Monday, September 24, 2012
SWEENEY INTRODUCES CONSTITUTIONAL AMENDMENT RAISING MINIMUM WAGE, TYING FUTURE INCREASES TO CPI
Initiative Would Be Placed on Ballot in 2013
TRENTON – Senate President Steve Sweeney today introduced legislation calling for a constitutional amendment that would raise the state’s minimum wage and tie further increases to the Consumer Price Index (CPI). The initiative would be placed on the 2013 ballot for voter approval.
“For years, New Jersey has assigned a dollar amount to the minimum wage that is woefully inadequate,” said Sweeney. “In fact, it is a complete failure. An increase must happen. By tying future increases to the CPI, we are sparing working people from having their wages tied to the whims of politicians. Governor Christie simply did not agree with us on this issue, so we took him out of the equation. Moreover, this is a promise to workers that can’t be taken away by future Legislatures or governors.”
Under the resolution, the state’s minimum wage would be increased from the current rate of $7.25 an hour to $8.25 an hour beginning in 2014. After that, any increase in the minimum wage would be indexed to the annual CPI. Voters will get to decide the issue in 2013.
According to the Office of Legislative Services, ten states, representing 21% of the nation’s workforce, have indexed their minimum wage to changes in the CPI: Arizona, Colorado, Florida, Nevada, Ohio, Oregon, Missouri, Montana, Vermont, and Washington.

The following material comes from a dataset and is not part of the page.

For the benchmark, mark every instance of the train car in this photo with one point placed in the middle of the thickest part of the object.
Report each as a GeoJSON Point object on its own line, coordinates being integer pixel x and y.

Every one of those states, except Vermont, adopted an indexed minimum wage by ballot initiative.
“Resetting the wage every couple of years is simply not enough to keep low income workers afloat,” said Charlie Wowkanech, President of the New Jersey State AFL-CIO. “By tying the minimum wage to the CPI, we are addressing this problem in the long term by helping workers better cope with supporting themselves and being able to feed their families. We fully support this legislation and will be working tirelessly to ensure its passage in the Legislature and its approval by voters next year.”
As of January 1, 2012, 18 states, representing 43% of the nation’s workforce, have set minimum wages above the federal minimum of the $7.25 federal minimum wage. These 18 states are listed here with the nine states among them which have indexed minimum wages bolded and italicized: Washington, $9.04; Oregon, $8.80; Vermont, $8.46; Nevada, Illinois and Connecticut, $8.25; California and Massachusetts, $8.00; Alaska, $7.75; Ohio, $7.70; Florida, $7.67; Arizona and Montana, $7.65; Colorado, $7.64; Maine and New Mexico, $7.50; and Rhode Island and Michigan, $7.40.
The legislation will head to the Senate Labor Committee.